Although the back of the Smart Ultra 7 pops off, the 2,960mAh battery is non-removable, and is smaller than the 3,000mAh cell in the Moto G4. It’s also a slight downgrade from the Smart Ultra 6, which also came with a 3,000mAh battery. But with the same 5.5-inch 1080p screen as the previous model, an upgrade to the processor, and Marshmallow’s power-saving features, I wasn’t expecting to see much difference in battery life.
And that turned out to be the case. In my experience, I found the phone easily lasted a day. I used it to listen to music on my hour’s walk to and from work, check and send messages, and for the odd bit of internet browsing and found I had plenty of charge left at the end of the day. One day of using the phone for such general use, with adaptive brightness turned on, saw the phone lose around 40% battery.
Streaming obviously impacted the battery more severely. Watching 45-minute episodes of Daredevil on Netflix, with the brightness set to 50%, the phone lost 24% of its battery.
Vodafone claimed the Smart Ultra 6 could last two days on a single charge, which was mostly true with minimal usage. And I can say the same is true of the Smart Ultra 7, although you’d have to really keep usage down to manage two full days.
SHOULD I BUY THE VODAFONE SMART ULTRA 7?
Vodafone’s claim that the Smart Ultra 7 is great because “it’s got all-round performance at an incredible price” is pretty accurate. I’d add that the phone features an almost untouched version of Android, which is perhaps its best feature, as well as a vibrant screen and what feels like solid build quality too.

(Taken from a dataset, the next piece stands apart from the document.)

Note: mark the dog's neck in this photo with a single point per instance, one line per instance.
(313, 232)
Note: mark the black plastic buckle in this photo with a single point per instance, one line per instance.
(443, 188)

With all that in mind, it’s impressive that Vodafone is able to offer the Smart Ultra 7 cheaper than the Moto G4. The phone probably isn’t going to win any awards for design, it isn’t the most enviable handset on the market overall, plus you have to be signed up with Vodafone. However, if you’re on a budget and don’t want to skimp on quality, there’s very little reason not to recommend the Smart Ultra 7.
Granted, there isn’t much new here to separate it from its predecessor, but considering the Ultra 6 was such a solid budget offering, it would have been silly to change too much anyway. On the whole, Vodafone has done just as good a job as last year with the Smart Ultra 7.
Solid performance, close to stock Android, and – best of all – cheap; the Smart Ultra 7 is easily one of the best budget smartphones available right now.